Personne n'a expliqué le gros bon sens aux administrateurs de ces compagnies? Les livres ne font pas de vieux os dans la galaxie Gutenberg. Il aurait suffi de laisser pisser le mouton: l'affaire aurait été chassée au bout de quelques semaines par la sortie de Sex and the City. Ces poursuites, loin de blanchir la réputation des compagnies minières, les font paraître doublement suspectes.
C'est la preuve (s'il en fallait une) qu'on n'a pas besoin d'être très futé pour brasser de grosses affaires.
Voilà maintenant vingt ans, je publiais chez Transcontinental un livre d’informations pratiques sur les assurances, à la demande de l’éditeur pour qui je rédigeais déjà des articles dans le cadre de ma chronique hebdomadaire d’une de ses publications. On m’offrit alors le choix entre un pourcentage selon les ventes du bouquin ou un montant de 5000$ plus un pourcentage à partir d’un certain nombre de milliers d’exemplaires vendus.
Dois-je préciser que j’ai immédiatement opté pour le 5000$? Et vous dire que j’ai eu tout à fait raison d’agir ainsi? À moins d’avoir la certitude de détenir un futur best-seller, un tiens vaudra toujours mieux que deux tu l’auras… Et ici, au Québec, et même au Canada, compte tenu de la petitesse du marché, toute entente garantissant un montant peu importe les ventes s’avère le seul choix sensé pour un auteur.
Est-ce plus facile ailleurs pour un écrivain?
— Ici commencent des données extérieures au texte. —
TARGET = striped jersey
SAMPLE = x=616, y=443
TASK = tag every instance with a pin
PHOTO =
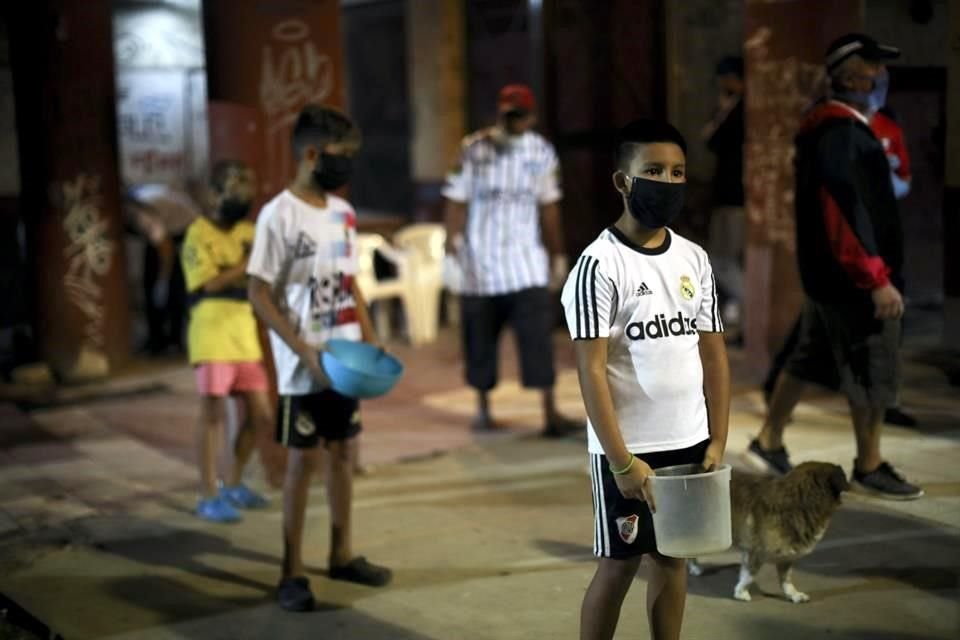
x=503, y=187
x=651, y=305
x=308, y=255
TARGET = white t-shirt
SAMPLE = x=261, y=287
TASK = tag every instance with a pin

J’en doute. Peu importe où l’on se trouve, seul un best-seller pourra permettre que l’on vive de sa plume ou, plus justement exprimé, de son clavier. Même Charles Baudelaire, à une autre époque, a dû se résigner à faire paraître plein de pièces de ses Fleurs du mal et de son Spleen de Paris dans diverses petites publications pour arriver à survivre.
Alors, cher monsieur Dickner, vaut mieux pouvoir compter sur une autre source de revenus en attendant le gros best-seller. Et, à tout bien considérer, rédiger des trucs pour Playboy s’avère certainement mieux que de pelleter du charbon au fond d’une mine noire de suie – sans oublier qu’on pourrait faire de bien intéressantes rencontres en allant porter ses textes chez Hugh Hefner…
Monsieur Nicolas, vous êtes une fleur qui pousse à travers les ronces.